Executing Workflows

Fire Workflows can be executed in the following ways:

  • Interactively within the User Interface
  • Submitting the workflows using spark-submit through the command line
  • Scheduling for execution with your scheduler of choice

Interactively within the User Interface

Workflows can be executed from the browser by going into the Execute page of the workflow.

Workflow

Executing Workflows with spark-submit

Workflows are saved as text files in JSON format. Workflows can be submitted to be run on the cluster with spark-submit:

spark-submit    --class    fire.execute.WorkflowExecuteFromFile    --master yarn    --deploy-mode client    --executor-memory 1G    --num-executors 1    --executor-cores 1       fire-core-1.4.2-jar-with-dependencies.jar       --postback-url http://<machine>:8080/messageFromSparkJob        --job-id 1         --workflow-file      kmeans.wf

In the above:

For providing extra variables to the workflow, the following parameters can be added to spark-submit:

--var name1=value1   --var name2=value2    --var name3=value3

In the workflow, these variables can be used with $name1 $name2 Specific nodes make use of the variables by substituting $name with the value provided for the name.
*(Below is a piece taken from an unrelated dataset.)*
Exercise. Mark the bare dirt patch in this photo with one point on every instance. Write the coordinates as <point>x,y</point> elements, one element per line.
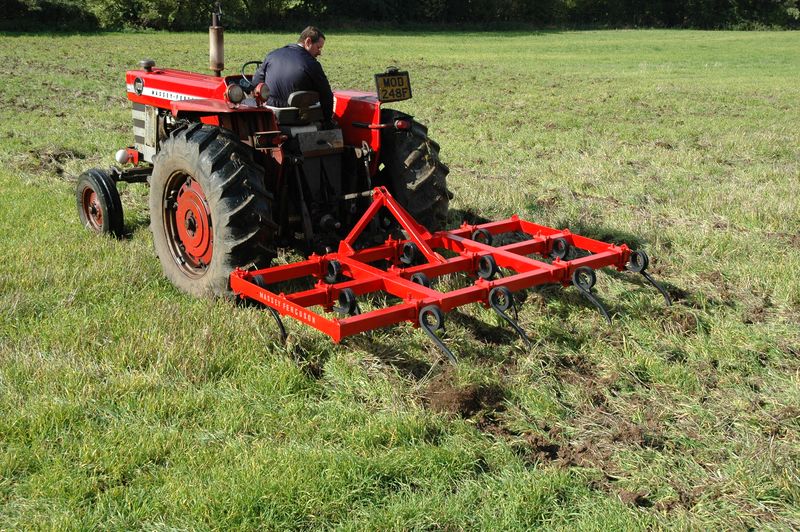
<point>443,395</point>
For running the workflow in debug mode, add the following parameters:

--debug true

Workflow JSON

In Sparkflows, workflows are saved as JSON Strings.

The View JSON Workflow page of the Workflow displays the JSON representations of the workflow.

Sparkflows Json Workflow

Scheduling Workflow execution with Scheduler of choice

Since Fire workflows can be submitted with spark-submit, you can use your scheduler of choice for scheduling the execution of the workflows.

  • Click on Schedule Button of Workflow we want to schedule
Workflow
  • Click on Tab Schedule New Job for Workflow
Workflow
  • Update the scheduled timing & email notifications after success & failure of workflow as per our requirments.
Workflow
  • Click on OK to save the changes.
Workflow

Debugging Workflows

Many times it is helpful to be able to debug the workflows. One easy way is to check the debug checkbox in the UI when executing the workflow.

Running in debug mode does a few things:

  • Performs a count() after executing each Processor. This makes it easier to track errors. It takes out Sparkflows lazy execution from the picture.
  • Displays the number of records processed at each stage.
  • Display more information, for each SQL etc. which are being executed.